The confusing world of Newlines – Why your text file may have become a single line

If you’re in the web business, you’re bound to have come across the phenomenon of opening your text file and have it appear completely on one line or in some kind of giberish.

While a lot of it can be attributed to localization and the use of incorrect encodings for languages, we’re gonna talk more specifically about Newlines here.

In simple terms, each system has its own way of encoding new lines in text files with special invisible characters. Windows uses a CR+LF, UNIX a LF and Mac a CR.

Now, Mac OS X is based on UNIX so the CR-only format doesn’t apply to newer Macs, only to pre-OS-X systems. Mac OS X uses a single LF for a new line.

So, if somebody gives you a text file made on a Linux machine or a Mac, chances are Notepad will open it on a single line. Some uploading systems automatically convert the file to that system’s format, and since your web server probably runs Linux, you’re bound to download back your file and open it in a single line.

A very good example is opening Engadget’s RSS XML file in Notepad. It’s pretty ugly. Now this doesn’t mean Engadget is working on UNIX-based boxes, rather, that XML file was probably automatically generated by somekind of PHP script running on none-other than a very common Linux server.

Open it in a proper text editor, say, Notepad++, and you’ll see all of its glory (and the confirmation it uses LF by checking some stuff in Notepad++).

The solution?
There is none.
Yeah… unfortunatly nobody thought of making that a standard yet so instead you’ll need to use a software that supports all the formats. Luckily, about every raw-text capable software on earth, even FrontPage and Wordpad, can recognize all formats, just, not Notepad. With a bit more badluck however, UNIX-based servers aren’t so polivalent as those big software suites and could possibly read your the extra CR in Windows encoded files as crap, resulting in mysterious application errors and what not.

The morale of this story is to choose your software.

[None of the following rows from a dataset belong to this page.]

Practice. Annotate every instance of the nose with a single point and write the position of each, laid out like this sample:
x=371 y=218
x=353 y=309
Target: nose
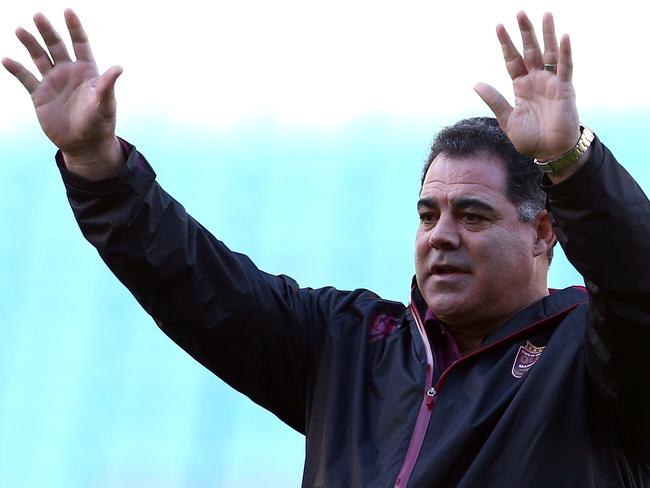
x=444 y=235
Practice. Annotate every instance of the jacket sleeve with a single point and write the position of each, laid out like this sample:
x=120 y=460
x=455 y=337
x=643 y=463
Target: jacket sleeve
x=259 y=333
x=602 y=221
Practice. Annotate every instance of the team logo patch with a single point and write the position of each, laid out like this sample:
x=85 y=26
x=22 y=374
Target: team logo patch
x=382 y=326
x=526 y=357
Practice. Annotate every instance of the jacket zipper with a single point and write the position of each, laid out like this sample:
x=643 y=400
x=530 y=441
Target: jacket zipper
x=426 y=407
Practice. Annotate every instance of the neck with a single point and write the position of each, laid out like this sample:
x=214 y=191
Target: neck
x=470 y=335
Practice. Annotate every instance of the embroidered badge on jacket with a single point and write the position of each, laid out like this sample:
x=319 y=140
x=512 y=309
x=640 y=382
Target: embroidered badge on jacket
x=526 y=357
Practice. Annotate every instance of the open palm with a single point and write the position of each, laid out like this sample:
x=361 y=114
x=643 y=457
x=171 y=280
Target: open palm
x=75 y=105
x=544 y=122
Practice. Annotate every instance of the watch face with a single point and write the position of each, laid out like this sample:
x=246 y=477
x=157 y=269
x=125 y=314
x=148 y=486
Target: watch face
x=567 y=159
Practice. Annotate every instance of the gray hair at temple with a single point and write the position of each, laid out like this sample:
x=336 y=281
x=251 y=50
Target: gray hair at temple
x=478 y=134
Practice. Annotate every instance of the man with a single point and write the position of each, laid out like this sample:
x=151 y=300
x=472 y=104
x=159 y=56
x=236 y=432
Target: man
x=486 y=379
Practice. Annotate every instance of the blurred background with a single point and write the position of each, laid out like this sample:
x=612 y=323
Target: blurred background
x=295 y=131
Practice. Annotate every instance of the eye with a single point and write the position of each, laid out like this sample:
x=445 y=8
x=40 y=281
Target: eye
x=427 y=218
x=472 y=218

  • Linux Server = LF capable editor (Notepad++, Dreamweaver)
  • Windows Server = Anything really, your server’s not going to panick if the code is on one line, except if it’s Ruby. Try to use Windows stuff in this case, any Microsoft software fits the bill, as well as Notepad++ and Dreamweaver.
  • General Public = Windows-compatible. The big majority of users are still on Windows, don’t go publishing raw-text files with UNIX newlines in them if you don’t wish for 95% of the planet to not be able to read your files. (remember .txt files open in Notepad by default, not Wordpad, so you don’t really have a choice but to accomodate for Notepad)